The Internal Revenue Service will maintain a policy barring pastors and churches from endorsing political candidates following a surprise ruling in a high-stakes court battle.
In a March 31 opinion, Judge J. Campbell Barker in the U.S. District Court for the Eastern District of Texas dismissed a lawsuit filed by the National Religious Broadcasters and others that challenged an IRS rule known as the Johnson Amendment.
The Johnson Amendment was introduced by former President Lyndon B. Johnson in 1954 when he was serving as U.S. Senate majority leader. It bans all tax-exempt organizations like churches and charities from “directly or indirectly” participating in politics, specifically in endorsement or opposition of candidates.
I have no problem with churches backing candidates, if they surrender their tax free status first.
Actually, churches should not be tax exempt anyway. If they’re doing good work in the community, they can open their books and apply for 501©3 status.
They can back anyone they want–and lose their tax exempt status. They can’t have it both ways.

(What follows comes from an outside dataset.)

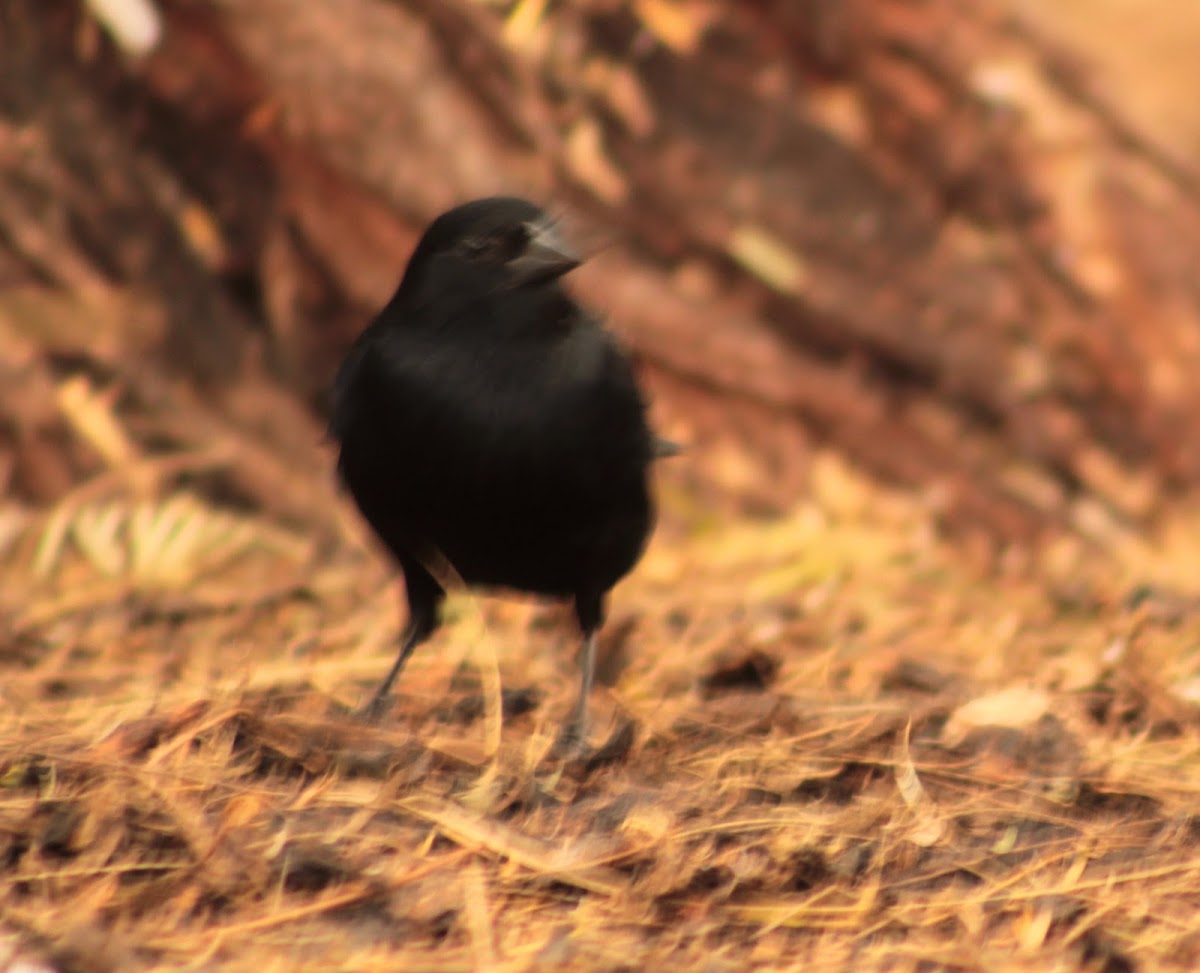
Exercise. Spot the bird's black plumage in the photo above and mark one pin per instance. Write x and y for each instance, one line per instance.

Churches get political all the time, they just don’t face consequences for it.
Selective enforcement is back on the menu, boys.

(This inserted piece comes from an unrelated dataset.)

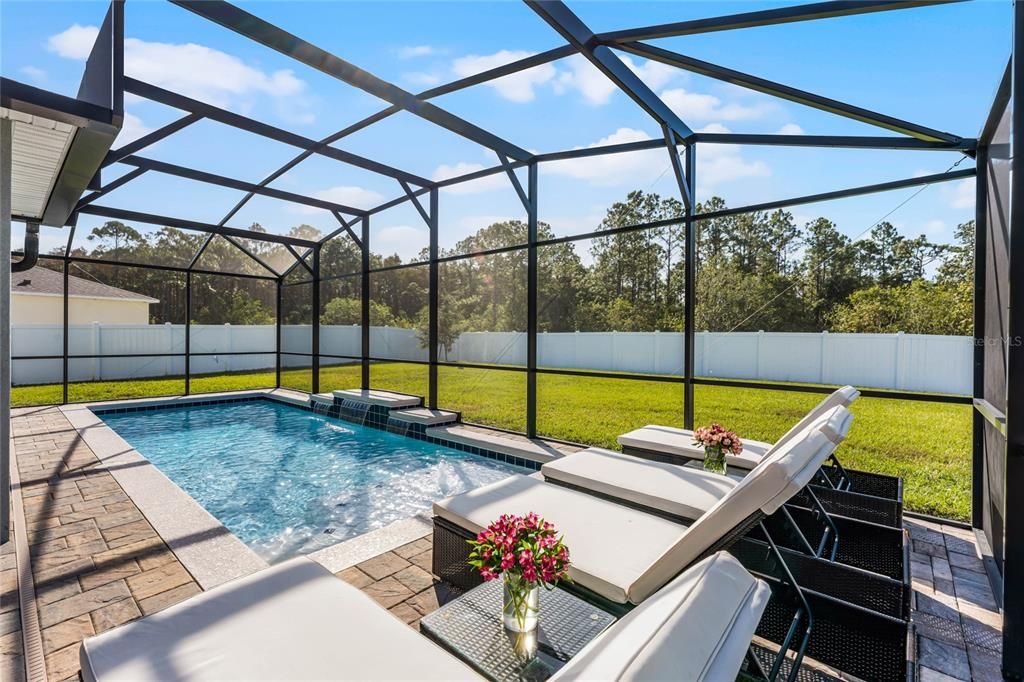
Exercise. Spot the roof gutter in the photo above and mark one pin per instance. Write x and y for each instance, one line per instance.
(31, 256)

The judges ruling is specifically about not allowing selective enforcement:
However, Barker’s decision effectively nulls the exception. The ruling is largely because, according to Barker, federal courts do not have the jurisdiction to change the tax status of a plaintiff or create exemptions from tax laws. His court cannot provide declaratory relief “with respect to federal taxes,” the judge said in his opinion.
“Could let” presumes they can’t and don’t currently. And that’s ridiculous.
I know when we think of politics in church you think of evangelicals and Republicans, but don’t forget that the black Church has been nexus for progressive politics since forever.
I bring this up because a misguided attempt to reign all this in would give a powerful tool to those who’d suppress Democrat voters. (If you ever wonder why Republicans hate Sunday voting, you probably haven’t seen the church bus pull up to the polling station.)
A church providing transportation to a polling place, which were I live are often churches themselves, is very different than a pastor endorsing a candidate during a service.